CITTA’ DEL VATICANO – Papa Francesco aveva promesso “tolleranza zero” verso i prelati che si macchiano di abusi sessuali sui minori. E in effetti il Vaticano non sta facendo sconti all’ex nunzio nella Repubblica Dominicana, l’arcivescovo polacco Jozef Wesolowski, 66 anni, che al termine del primo grado di giudizio del processo canonico a suo carico è stato condannato in questi giorni dalla Congregazione per la Dottrina della fede alla dimissione dallo stato clericale.
Wesolowski, alle spalle una lunga carriera diplomatica e dal gennaio 2008 a Santo Domingo, rimosso dall’incarico e richiamato in Vaticano dal Pontefice nell’agosto scorso perché coinvolto in un caso di presunti abusi pedofili, ha ora due mesi per proporre un eventuale appello, Ma la sua vicenda processuale non si ferma solo all’aspetto canonico.
Non appena la sentenza diventerà definitiva proseguirà anche il procedimento penale presso gli organi giudiziari vaticani – Wesolowski è infatti cittadino del piccolo Stato d’Oltretevere – ora in stand-by per non sovrapporsi al giudizio di fronte agli organi ecclesiastici. Ma c’è di più. L’ex nunzio ora rischia addirittura l’arresto da parte delle autorità vaticane, o comunque un provvedimento di restrizione della libertà.
“Tenuto conto della sentenza ora pronunciata” dall’ex-Sant’Uffizio, “saranno adottati nei confronti dell’ex nunzio tutti i provvedimenti adeguati alla gravità del caso”.
L’annuncio dato dalla sala stampa vaticana fa riferimento a recenti notizie che davano Wesolowski avvistato a spasso per le vie di Roma, in particolare a Via della Scrofa, dal vescovo ausiliare di Santo Domingo, Victor Masalles, che su Twitter aveva per questo espresso “sorpresa”.
“Si precisa – dice una nota della sala stampa – che finora mons. Wesolowski ha usufruito di una relativa libertà di movimento in attesa che la Congregazione per la Dottrina della Fede procedesse a verificare il fondamento delle accuse mosse a suo carico”.
Ora però, ha spiegato il portavoce vaticano, padre Federico Lombardi,
“si prenderanno misure perché sia residente in un posto preciso, limitato, senza libertà di movimento, poiché è una persona giudicata colpevole di un reato grave ed in attesa di un ulteriore procedimento giudiziario”.

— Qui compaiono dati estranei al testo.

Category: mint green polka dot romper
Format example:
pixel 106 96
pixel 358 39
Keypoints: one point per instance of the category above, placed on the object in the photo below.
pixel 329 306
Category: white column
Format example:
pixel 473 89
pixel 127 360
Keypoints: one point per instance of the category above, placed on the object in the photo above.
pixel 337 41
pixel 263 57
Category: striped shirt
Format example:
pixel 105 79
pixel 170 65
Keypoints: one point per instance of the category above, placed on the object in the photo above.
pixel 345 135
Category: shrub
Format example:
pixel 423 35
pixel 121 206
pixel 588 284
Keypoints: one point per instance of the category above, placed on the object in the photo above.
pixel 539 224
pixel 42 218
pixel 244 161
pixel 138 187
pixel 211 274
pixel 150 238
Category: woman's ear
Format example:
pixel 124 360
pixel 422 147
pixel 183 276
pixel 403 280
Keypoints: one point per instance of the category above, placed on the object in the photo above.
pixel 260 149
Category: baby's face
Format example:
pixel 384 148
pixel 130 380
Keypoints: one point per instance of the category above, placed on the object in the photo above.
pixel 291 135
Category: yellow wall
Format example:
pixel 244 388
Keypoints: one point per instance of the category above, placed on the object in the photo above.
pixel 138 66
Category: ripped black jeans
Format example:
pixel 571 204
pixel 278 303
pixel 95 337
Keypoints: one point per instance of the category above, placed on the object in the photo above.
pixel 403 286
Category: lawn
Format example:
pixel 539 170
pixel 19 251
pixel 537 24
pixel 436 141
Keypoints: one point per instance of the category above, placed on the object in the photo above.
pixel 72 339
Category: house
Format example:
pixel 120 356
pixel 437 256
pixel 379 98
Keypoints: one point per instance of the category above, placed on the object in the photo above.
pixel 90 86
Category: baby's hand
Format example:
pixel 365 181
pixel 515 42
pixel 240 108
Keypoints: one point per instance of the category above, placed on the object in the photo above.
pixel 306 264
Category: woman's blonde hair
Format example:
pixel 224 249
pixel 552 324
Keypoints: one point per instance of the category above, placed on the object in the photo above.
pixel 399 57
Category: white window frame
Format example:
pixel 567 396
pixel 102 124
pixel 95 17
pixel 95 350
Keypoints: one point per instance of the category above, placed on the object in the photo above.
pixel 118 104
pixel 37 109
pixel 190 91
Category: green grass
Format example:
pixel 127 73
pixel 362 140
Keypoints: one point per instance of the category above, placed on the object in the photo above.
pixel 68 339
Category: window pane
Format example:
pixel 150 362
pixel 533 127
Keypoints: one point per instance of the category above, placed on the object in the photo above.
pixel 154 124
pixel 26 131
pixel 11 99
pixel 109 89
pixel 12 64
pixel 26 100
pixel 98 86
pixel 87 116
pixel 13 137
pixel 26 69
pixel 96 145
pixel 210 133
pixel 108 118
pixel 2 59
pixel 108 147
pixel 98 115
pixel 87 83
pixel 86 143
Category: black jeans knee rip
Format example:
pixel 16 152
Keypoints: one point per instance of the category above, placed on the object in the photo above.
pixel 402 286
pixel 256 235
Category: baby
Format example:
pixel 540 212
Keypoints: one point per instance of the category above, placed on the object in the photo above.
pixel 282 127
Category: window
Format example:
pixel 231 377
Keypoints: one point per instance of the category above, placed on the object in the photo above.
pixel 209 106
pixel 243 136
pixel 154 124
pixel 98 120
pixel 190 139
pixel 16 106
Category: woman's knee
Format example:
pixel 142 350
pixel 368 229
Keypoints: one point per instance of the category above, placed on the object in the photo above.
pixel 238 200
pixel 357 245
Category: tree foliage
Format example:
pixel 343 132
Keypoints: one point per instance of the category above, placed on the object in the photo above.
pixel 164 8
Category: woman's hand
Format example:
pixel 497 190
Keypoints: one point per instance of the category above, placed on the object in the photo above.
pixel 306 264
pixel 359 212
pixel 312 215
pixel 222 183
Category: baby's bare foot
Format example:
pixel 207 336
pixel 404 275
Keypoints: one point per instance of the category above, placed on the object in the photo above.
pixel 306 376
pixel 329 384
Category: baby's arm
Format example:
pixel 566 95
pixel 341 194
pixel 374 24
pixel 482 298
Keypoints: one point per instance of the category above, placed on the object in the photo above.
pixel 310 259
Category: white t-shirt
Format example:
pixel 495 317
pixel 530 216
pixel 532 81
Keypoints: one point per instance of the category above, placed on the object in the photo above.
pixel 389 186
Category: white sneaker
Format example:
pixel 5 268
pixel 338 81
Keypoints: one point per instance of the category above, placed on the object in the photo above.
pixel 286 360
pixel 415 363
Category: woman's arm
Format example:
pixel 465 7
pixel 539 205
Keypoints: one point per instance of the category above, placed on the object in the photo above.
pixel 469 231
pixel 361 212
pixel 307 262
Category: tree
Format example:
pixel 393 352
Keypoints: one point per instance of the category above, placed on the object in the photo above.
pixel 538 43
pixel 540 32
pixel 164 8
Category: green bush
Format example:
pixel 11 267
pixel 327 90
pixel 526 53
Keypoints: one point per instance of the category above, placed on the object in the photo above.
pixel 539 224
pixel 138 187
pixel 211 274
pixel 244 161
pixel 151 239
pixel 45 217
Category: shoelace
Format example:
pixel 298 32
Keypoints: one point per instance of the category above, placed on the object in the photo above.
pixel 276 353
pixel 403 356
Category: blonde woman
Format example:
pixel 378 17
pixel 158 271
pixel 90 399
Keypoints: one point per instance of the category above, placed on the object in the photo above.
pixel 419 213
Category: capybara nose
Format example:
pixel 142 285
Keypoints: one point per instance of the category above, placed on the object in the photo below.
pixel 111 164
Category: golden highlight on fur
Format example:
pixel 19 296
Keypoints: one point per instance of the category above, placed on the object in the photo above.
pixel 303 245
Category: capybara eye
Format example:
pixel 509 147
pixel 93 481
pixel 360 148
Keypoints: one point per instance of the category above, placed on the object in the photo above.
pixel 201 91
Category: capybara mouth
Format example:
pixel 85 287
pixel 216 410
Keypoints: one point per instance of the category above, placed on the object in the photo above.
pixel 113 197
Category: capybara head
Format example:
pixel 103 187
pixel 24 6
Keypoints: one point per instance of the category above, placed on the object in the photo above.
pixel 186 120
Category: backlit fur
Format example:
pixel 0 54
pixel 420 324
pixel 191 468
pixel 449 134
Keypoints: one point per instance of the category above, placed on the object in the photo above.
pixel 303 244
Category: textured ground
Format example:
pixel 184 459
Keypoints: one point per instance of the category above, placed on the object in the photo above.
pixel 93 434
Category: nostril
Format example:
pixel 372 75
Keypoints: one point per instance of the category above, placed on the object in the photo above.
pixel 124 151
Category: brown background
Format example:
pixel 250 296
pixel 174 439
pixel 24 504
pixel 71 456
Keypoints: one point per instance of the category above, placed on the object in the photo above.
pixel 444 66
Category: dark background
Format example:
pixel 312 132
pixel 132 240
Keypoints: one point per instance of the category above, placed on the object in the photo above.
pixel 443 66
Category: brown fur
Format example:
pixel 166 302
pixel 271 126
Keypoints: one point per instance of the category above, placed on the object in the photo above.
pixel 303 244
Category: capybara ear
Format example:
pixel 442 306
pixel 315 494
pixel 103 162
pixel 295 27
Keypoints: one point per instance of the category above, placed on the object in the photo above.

La vicenda dell’ex nunzio, ora ridotto allo stato laicale, che dopo la condanna canonica è atteso in Vaticano anche da un processo penale, segna visibilmente un nuovo corso nella gestione dei casi di pedofilia, senza coperture né trattamenti speciali per i presuli d’alto rango. Papa Bergoglio, che ha istituito una commissione internazionale per la tutela dei minori e che nei prossimi giorni dovrebbe celebrare una messa a Santa Marta con un gruppo di vittime di abusi, lo aveva detto chiaramente durante il volo di ritorno dalla Terra Santa.
“In Argentina, ai privilegiati noi diciamo: ‘Questo è un figlio di papà’. In questo problema non ci saranno figli di papà”, aveva affermato. “In questo momento, ci sono tre vescovi sotto indagine: uno è già condannato e si sta valutando la pena da comminare. Non ci sono privilegi”.
Il Pontefice aveva definito l’abuso sui minori “un reato tanto brutto”:
“un sacerdote che fa questo, tradisce il Corpo del Signore, perché questo sacerdote deve portare questo bambino, questa bambina, questo ragazzo, questa ragazza alla santità; e invece di portarli alla santità, abusa di loro. E questo è gravissimo! E’ come fare una messa nera. Tu devi portarlo alla santità e lo porti a un problema che durerà tutta la vita”. “Su questo si deve andare avanti, avanti – aveva annunciato il Papa -: tolleranza zero”.